In the recent Queensland case of Nichol v Nichol, the wife contended that the deceased did not have testamentary capacity as the text was unsent and despite earlier suicide attempts, the deceased did not make a formal will. The Court held that the deceased did have testamentary capacity. The Court accepted the contents of the will referred to specific assets and evidence of his interactions with family members indicated the deceased did have capacity. Suicide in and of itself is not equivalent to a lack of testamentary capacity.
3.The technicalities of signing a will
The testator must sign the will in the presence of two independent witnesses. Beneficiaries cannot witness a will of which they are beneficiaries. Interestingly, a will is still validly executed even if the witnesses are not aware the document they are witnessing is a will.
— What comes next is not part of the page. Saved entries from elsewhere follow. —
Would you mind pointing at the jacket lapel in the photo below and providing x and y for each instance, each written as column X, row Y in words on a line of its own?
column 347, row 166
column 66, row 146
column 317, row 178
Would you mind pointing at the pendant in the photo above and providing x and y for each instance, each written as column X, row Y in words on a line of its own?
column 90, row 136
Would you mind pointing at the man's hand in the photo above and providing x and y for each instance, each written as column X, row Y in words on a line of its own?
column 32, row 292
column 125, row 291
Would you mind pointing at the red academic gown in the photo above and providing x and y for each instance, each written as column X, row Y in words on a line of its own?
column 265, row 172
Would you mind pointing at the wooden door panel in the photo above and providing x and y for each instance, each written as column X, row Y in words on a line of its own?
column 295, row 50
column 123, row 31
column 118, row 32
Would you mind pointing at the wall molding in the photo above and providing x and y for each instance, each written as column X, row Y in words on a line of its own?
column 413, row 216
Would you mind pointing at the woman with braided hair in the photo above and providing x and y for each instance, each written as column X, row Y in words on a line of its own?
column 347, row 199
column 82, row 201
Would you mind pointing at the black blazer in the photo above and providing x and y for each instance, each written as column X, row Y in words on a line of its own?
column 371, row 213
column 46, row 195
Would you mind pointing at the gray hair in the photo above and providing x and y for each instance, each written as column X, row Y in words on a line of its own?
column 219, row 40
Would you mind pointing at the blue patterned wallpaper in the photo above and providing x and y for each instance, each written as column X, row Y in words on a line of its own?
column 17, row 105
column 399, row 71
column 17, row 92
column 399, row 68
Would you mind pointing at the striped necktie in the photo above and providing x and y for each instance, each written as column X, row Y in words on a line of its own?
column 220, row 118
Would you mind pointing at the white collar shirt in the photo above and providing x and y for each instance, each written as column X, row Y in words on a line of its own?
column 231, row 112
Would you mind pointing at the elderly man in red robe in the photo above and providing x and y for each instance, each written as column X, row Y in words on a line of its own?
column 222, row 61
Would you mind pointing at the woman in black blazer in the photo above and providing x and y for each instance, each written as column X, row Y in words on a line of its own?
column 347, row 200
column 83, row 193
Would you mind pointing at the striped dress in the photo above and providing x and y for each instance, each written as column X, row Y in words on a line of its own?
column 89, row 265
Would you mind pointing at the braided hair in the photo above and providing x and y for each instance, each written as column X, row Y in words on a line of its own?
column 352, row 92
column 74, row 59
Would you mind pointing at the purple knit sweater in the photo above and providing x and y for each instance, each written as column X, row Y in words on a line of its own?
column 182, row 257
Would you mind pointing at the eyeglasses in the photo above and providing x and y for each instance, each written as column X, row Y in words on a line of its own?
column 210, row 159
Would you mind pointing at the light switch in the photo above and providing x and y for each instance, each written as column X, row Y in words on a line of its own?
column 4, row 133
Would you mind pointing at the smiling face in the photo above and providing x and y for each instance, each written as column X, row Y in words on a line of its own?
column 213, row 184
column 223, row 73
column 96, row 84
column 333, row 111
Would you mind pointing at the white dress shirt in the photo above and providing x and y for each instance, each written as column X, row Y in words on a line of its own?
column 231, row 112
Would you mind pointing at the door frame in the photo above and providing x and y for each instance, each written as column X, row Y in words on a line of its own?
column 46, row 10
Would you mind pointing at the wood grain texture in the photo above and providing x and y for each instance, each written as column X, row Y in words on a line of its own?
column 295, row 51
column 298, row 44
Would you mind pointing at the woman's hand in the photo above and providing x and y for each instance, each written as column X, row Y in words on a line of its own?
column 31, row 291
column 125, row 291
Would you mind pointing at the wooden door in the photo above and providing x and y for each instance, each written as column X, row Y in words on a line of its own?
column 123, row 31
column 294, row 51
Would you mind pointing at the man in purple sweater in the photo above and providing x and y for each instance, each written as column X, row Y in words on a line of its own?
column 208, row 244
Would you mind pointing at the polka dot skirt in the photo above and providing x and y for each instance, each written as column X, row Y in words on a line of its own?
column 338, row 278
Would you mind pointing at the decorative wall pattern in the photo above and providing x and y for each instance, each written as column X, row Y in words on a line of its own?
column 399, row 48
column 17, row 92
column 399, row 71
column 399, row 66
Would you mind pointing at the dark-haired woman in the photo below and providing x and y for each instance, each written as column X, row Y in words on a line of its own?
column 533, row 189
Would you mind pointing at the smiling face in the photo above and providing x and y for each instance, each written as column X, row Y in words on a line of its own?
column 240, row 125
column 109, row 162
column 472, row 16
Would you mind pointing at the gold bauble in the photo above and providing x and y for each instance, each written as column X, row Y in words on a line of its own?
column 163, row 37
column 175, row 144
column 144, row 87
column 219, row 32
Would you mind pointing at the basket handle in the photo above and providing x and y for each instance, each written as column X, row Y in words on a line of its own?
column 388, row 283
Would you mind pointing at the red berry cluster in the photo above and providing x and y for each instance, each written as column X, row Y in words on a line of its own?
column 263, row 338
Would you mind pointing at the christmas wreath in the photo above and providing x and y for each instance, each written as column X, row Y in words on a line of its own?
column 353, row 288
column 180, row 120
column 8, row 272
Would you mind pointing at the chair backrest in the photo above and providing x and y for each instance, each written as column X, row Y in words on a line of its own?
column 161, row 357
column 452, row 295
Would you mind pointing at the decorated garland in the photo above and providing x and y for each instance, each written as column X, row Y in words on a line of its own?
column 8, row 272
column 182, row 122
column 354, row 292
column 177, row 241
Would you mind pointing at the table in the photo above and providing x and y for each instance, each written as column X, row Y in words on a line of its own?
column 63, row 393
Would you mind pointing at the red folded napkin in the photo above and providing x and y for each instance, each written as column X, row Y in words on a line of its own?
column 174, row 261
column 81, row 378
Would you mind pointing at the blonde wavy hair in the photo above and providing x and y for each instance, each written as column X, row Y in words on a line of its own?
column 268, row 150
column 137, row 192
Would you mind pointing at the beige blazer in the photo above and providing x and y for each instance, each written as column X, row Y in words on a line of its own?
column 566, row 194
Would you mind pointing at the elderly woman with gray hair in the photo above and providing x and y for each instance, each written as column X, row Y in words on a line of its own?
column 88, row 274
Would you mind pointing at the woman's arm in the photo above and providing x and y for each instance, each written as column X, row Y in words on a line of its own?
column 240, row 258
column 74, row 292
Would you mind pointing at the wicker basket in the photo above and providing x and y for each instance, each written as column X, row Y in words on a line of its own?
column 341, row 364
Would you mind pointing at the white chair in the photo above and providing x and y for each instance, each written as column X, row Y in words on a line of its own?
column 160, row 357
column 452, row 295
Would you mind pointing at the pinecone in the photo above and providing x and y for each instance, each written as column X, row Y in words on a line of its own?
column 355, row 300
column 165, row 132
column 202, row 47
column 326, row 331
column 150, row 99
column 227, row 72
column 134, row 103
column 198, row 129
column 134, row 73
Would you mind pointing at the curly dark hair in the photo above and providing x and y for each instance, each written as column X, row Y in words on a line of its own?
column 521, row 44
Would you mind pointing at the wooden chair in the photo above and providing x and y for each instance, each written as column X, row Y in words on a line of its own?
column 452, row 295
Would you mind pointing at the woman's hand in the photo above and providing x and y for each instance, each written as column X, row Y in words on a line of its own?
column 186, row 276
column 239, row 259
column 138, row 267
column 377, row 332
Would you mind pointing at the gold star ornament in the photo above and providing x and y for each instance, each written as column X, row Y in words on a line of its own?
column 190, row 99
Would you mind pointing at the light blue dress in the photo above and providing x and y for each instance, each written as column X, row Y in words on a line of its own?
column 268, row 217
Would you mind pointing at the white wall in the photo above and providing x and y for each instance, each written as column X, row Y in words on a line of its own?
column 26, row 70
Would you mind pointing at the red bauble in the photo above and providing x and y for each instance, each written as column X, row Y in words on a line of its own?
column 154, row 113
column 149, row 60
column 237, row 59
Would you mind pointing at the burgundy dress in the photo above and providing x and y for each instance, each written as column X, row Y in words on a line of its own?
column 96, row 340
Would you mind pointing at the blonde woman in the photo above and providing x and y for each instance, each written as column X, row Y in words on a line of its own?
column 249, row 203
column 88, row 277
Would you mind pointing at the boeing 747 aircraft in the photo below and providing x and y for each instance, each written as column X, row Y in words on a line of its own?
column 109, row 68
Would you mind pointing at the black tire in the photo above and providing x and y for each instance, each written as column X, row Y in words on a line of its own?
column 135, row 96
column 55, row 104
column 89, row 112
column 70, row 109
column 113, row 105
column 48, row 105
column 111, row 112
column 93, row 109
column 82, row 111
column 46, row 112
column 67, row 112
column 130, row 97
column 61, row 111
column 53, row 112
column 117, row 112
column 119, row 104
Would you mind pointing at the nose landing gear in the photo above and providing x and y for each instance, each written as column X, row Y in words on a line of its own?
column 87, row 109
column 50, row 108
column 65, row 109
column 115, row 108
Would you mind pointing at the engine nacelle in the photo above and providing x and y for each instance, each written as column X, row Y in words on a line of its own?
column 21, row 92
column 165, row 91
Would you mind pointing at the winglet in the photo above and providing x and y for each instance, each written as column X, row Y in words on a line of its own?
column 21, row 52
However, this may create practical problems at a later stage if the will is contested and witnesses to the will are called to give evidence as to the signing of the will.
Unless a person is married, a person can only make a will after they turn 18 years. The Court may approve wills for persons under 18 years old in exceptional circumstances. For a will to be made for a minor, an application to Court needs to be made.
5.The effect of marriage on a will
Marriage automatically revokes a will and if no new will is made, the estate will be administered according to the rules of intestacy. The only exception is if the will was made “in contemplation of a particular marriage”. This is difficult to prove as the courts look at the evidence to determine the deceased’s state of mind.
While an unsent text message and a DVD recording have been held by the courts to be valid, informal wills, the courts strongly warn against doing so. The costs of having to prove an informal will and the delays in administering the estate make obtaining legal advice in drafting a will suitable for your needs the cheaper and wiser option.